The Panthers actually played in L.A. the week before their Sunday-Thursday turnaround a few years ago, not four days before the Thursday game, but Rivera’s memory lapse helps demonstrate just how compressed the schedule gets when a Thursday game is involved.

“You have to understand that things are going to happen quick this week,” linebacker Luke Kuechly said. “Monday’s already over, then Tuesday and we leave Wednesday versus a normal week where Wednesday is the first day you really kind of dive into things with the team. It’s more accelerated.”

With a veteran team, there’s a concern about the wear and tear of playing two games so close together. Safety Eric Reid injured his shoulder in Sunday’s game against Tampa, and it’s uncertain if he’ll be able to go on Thursday. But even the older players who didn’t suffer an outright injury will still be feeling the aches and pains.

“You have to go ask one of those young cats about feeling fresh on a short week,” 35-year-old linebacker Thomas Davis said. “For me, it takes a little bit of time.

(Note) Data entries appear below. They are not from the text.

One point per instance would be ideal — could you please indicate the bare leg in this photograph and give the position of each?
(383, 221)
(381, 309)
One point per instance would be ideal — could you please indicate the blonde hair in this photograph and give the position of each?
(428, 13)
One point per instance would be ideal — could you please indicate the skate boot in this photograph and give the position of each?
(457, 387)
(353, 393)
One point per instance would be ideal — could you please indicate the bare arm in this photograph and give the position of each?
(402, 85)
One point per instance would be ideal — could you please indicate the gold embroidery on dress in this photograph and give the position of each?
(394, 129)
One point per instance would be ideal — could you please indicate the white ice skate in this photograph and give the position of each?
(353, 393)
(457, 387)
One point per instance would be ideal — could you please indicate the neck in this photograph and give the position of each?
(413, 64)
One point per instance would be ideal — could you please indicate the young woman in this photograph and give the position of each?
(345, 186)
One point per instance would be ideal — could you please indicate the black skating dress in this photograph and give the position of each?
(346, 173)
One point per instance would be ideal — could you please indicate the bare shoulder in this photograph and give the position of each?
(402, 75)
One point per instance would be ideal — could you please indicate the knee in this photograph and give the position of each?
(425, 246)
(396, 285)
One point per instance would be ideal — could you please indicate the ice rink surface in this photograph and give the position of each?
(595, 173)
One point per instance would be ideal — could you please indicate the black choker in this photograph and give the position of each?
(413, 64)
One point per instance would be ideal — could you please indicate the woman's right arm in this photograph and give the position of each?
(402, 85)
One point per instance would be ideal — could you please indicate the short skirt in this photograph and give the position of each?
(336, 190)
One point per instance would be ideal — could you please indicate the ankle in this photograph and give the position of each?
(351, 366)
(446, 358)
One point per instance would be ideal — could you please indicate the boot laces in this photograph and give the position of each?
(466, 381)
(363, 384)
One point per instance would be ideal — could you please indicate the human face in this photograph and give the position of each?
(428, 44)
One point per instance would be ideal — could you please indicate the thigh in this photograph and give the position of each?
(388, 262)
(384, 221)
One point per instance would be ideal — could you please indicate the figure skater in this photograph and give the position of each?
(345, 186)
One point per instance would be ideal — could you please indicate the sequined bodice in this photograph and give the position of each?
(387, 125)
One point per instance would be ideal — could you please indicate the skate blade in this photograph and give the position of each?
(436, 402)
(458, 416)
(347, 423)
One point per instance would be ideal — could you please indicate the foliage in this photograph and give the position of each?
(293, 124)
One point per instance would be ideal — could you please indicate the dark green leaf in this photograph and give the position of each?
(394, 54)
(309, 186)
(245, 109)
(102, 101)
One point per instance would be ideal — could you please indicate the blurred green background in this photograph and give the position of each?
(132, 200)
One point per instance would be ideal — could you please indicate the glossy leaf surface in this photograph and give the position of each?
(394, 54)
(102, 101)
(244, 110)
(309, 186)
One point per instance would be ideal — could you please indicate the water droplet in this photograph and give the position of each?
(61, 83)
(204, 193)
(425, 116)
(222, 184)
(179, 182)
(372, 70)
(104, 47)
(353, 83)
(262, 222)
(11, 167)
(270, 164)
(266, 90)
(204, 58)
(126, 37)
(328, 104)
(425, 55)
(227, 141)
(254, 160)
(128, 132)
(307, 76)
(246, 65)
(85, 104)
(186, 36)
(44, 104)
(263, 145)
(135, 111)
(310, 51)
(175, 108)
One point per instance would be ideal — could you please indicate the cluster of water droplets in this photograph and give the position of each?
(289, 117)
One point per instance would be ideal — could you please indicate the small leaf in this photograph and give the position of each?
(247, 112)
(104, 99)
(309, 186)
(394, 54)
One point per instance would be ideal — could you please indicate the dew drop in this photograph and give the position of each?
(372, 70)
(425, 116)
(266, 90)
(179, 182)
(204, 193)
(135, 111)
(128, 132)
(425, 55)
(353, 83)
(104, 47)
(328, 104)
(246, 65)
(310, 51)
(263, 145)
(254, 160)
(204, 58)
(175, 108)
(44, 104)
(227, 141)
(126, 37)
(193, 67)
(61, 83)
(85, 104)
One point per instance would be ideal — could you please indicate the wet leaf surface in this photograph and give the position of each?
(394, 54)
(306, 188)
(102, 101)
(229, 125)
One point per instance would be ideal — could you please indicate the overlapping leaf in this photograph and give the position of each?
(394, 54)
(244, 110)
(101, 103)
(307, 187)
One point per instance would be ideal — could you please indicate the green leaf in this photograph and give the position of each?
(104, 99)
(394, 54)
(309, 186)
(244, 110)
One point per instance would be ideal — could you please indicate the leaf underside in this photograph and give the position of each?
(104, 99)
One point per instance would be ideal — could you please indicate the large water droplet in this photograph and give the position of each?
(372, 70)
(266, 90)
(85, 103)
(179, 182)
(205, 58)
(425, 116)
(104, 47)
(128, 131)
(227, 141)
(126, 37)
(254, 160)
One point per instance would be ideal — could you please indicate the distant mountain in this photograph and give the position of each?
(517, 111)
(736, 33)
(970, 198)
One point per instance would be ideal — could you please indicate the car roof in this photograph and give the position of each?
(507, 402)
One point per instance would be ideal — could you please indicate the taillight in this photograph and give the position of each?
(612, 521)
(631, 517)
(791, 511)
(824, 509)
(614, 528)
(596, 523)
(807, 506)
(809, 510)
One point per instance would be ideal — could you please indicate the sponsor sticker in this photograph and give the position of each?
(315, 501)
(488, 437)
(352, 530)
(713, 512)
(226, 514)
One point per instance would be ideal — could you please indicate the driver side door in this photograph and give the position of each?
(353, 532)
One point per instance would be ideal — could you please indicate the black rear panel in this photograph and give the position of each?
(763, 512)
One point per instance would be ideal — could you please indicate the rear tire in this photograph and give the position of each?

But I think we did a good job of not having a lot of contact (Sunday) when you look at the passing game and the way Tampa approached it and the way our offense approached it. I think we made it out pretty healthy overall. At the end of the day, I feel like we’re in pretty good shape to be able to play on Thursday.”

Other players are more concerned with the impact on their minds than on their bodies.

“Obviously, you’ve got to make sure you’re feeling well physically,” Kuechly said, “but mentally, it’s such a short week, you’ve got to get that little extra in when you can. … You have to make sure, mentally, we’re all on the same page.”

“Mental more than anything,” quarterback Cam Newton agreed. “I just know, for us, we’ve got so many young guys on this team that are like sponges. For the old guys and vets, we have to be able to roll over. I remember playing last year and that was one of the most challenging games, because your body doesn’t have time to recover. Usually you’re (getting) over the hump on Thursday or Friday to get prepared for Sunday’s game. For us, we know that moving forward we just have to stay on top of those things to make sure we’re putting the best product on the field.”

The temptation is there, with so few hours between games, to follow the football cliché and “worry about ourselves, not our opponent,” but the scouting and film work still needs to be done.

“You’ve got to take a look at the opponent,” Kuechly said. “You still have to have a good understanding of what they do, what they’re good at, what their personnel is like. You just make sure you get as much as you can in, and make sure that when game time rolls around, you’ll be ready to rock.”